This content originally appeared on Level Up Coding - Medium and was authored by Chinedu Ikechi

A microservice application with an uptime percentage of 99.9% can be considered highly available, but a downtime of 0.1% quickly becomes pronounced as volumes increases. Per 1000 requests, there might be only one failure, but per million requests? That’s 1000 failures.
It’s impossible to eliminate failure in microservice applications. Instead, you need to focus on designing microservices that are failure-tolerant, and are able to gracefully recover from failures or mitigate the impact of those failures on your system.
In this article, we’ll look at the sources of failure in a microservice application, how to mitigate them or their impact on a system, and how to maximize service availability — essentially, distinct ways to design and ensure a reliable, failure-tolerant microservice.
Sources of failure
Failures leads to unreliable microservices. But in a complex system, failure is inevitable. It’s not uncertain that at a point in the lifetime of an application, a failure will occur.

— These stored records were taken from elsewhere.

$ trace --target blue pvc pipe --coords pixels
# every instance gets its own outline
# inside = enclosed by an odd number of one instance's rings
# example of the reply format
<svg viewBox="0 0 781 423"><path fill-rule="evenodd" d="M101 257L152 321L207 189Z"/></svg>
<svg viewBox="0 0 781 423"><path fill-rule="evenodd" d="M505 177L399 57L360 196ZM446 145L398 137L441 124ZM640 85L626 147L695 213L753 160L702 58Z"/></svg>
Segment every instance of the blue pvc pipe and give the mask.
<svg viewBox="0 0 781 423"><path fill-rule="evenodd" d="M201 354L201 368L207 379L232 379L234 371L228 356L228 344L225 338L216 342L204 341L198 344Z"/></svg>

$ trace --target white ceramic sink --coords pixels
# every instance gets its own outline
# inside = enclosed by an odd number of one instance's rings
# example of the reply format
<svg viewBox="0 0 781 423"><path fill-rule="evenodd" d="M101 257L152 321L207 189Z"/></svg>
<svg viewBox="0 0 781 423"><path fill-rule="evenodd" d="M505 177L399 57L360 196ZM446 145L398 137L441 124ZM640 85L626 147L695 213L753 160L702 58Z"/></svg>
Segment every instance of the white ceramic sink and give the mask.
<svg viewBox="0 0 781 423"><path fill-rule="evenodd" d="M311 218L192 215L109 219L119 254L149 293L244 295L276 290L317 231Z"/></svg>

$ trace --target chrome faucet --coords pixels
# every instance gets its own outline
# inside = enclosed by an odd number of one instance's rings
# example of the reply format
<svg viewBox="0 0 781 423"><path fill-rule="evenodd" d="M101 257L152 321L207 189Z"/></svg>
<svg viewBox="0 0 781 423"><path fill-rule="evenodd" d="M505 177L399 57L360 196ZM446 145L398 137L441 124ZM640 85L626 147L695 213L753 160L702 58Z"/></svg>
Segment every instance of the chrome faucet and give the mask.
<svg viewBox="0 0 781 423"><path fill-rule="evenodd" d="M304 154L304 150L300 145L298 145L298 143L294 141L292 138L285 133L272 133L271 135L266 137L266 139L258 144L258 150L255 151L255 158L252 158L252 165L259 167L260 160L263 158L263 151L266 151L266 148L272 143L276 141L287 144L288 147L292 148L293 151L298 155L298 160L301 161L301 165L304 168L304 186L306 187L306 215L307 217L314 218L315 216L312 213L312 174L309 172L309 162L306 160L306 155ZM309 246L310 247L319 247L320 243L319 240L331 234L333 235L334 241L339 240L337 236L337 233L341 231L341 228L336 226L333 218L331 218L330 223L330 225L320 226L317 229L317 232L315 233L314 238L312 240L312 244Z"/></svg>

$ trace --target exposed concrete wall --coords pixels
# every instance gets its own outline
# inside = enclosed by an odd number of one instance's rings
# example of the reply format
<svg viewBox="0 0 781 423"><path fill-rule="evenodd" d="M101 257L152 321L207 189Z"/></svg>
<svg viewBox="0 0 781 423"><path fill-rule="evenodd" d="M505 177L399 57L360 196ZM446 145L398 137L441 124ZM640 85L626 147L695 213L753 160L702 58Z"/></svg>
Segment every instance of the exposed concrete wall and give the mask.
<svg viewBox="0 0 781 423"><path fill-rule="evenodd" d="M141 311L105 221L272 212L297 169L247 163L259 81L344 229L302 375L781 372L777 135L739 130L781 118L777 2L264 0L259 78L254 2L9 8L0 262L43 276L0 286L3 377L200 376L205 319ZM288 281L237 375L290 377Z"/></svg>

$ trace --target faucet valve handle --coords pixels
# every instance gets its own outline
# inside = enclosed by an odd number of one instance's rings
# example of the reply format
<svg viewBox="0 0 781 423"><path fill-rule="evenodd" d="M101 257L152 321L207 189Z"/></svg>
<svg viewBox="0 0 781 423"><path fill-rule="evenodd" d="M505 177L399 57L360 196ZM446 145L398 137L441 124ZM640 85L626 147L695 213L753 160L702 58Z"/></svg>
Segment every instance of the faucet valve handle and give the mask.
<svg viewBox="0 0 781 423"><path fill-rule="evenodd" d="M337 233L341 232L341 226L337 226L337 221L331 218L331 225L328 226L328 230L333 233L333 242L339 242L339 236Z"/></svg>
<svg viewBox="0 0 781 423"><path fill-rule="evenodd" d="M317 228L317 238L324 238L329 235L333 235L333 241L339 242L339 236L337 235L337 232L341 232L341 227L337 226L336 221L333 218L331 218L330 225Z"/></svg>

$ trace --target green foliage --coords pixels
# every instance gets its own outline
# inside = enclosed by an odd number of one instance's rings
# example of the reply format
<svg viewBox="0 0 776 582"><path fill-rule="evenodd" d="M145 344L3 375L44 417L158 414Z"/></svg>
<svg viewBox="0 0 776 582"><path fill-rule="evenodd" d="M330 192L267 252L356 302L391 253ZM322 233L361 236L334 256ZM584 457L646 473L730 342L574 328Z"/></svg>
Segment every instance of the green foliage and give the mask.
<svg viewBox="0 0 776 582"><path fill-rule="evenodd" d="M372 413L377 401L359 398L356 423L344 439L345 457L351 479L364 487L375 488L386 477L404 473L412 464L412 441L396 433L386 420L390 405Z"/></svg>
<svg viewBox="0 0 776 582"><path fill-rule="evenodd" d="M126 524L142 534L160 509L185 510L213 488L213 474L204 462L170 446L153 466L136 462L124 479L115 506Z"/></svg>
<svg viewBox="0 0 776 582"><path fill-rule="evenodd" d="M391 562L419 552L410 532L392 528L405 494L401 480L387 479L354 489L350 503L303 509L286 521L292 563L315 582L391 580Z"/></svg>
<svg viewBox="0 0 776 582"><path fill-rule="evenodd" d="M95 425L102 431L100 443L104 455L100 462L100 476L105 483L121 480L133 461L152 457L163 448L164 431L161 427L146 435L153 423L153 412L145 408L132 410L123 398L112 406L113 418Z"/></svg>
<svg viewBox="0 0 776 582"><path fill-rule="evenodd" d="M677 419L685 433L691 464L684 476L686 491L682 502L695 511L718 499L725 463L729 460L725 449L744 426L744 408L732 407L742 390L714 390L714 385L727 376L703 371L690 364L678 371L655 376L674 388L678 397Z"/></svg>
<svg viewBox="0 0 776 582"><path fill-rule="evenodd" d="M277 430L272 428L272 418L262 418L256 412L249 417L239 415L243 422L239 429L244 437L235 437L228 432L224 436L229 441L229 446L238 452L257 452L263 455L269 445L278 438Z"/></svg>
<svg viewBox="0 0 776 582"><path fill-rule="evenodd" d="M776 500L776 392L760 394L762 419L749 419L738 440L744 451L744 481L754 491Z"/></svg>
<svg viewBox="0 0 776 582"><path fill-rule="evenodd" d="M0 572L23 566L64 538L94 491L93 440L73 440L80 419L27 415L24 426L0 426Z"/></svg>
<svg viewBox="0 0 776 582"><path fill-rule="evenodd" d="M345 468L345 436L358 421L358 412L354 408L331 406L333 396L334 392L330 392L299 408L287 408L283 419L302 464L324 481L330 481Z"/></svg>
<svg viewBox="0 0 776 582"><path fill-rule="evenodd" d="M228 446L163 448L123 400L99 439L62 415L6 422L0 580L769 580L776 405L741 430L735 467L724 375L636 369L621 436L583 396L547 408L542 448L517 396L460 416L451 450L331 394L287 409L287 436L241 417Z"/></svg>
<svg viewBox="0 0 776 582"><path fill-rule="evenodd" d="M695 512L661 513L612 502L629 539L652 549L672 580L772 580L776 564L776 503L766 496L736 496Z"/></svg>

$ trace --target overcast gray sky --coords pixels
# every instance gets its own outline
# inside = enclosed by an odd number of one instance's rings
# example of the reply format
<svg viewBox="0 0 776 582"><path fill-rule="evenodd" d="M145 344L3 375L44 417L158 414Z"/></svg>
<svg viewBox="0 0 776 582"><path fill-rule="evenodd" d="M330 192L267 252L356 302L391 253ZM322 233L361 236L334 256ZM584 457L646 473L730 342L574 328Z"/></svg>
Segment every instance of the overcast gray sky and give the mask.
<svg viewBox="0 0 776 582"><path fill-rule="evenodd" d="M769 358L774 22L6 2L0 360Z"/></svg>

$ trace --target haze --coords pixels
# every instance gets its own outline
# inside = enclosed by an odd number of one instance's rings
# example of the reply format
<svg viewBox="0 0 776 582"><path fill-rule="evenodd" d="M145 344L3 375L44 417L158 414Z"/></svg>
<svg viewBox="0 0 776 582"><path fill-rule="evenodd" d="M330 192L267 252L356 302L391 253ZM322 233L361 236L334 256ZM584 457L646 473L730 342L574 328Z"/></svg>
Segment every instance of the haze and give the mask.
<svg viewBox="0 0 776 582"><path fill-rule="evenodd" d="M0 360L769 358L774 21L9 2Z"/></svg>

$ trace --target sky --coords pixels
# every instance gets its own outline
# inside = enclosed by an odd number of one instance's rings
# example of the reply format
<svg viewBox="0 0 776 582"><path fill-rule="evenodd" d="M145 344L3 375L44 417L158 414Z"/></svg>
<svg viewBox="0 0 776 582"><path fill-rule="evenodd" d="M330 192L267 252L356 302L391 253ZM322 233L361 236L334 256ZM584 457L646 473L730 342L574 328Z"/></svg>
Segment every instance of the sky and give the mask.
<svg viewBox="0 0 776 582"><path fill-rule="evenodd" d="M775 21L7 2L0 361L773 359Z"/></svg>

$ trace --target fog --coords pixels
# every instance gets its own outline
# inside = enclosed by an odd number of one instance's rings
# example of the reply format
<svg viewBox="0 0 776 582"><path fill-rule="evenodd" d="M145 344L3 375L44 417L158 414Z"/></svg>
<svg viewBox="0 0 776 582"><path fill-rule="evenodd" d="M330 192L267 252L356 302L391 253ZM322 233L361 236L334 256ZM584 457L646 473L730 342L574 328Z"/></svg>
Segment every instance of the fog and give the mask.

You need to understand the different types of failure your application might be susceptible to, as this would enable you to react rapidly and architect appropriate mitigation strategies.
In a microservice, every point of interaction between your service and another component represents a possible point of failure. There are four major areas failures could occur in:
- Hardware
- Communication
- Dependencies
- Internal
Let’s look at each point separately:
- Hardware:
Regardless of where you run your services — in a public cloud or on-premise, the reliability of your services will heavily depend on the physical and virtual infrastructure that underpins them. Failure at this layer of your application is often the most catastrophic because hardware failure affects the operation of multiple services within an organization. Some of the causes of failure within the hardware layer of an application:
- Host
- Data center
- Host configuration
- Physical network
- Operating system and resource isolation - Communication:
Microservices is basically all about communication: synchronous communication; asynchronous communication; communication with internal dependencies; communication with external dependencies. Failures can occur at the point of one of these interactions, and the effect, if not handled properly, can cascade through the whole application.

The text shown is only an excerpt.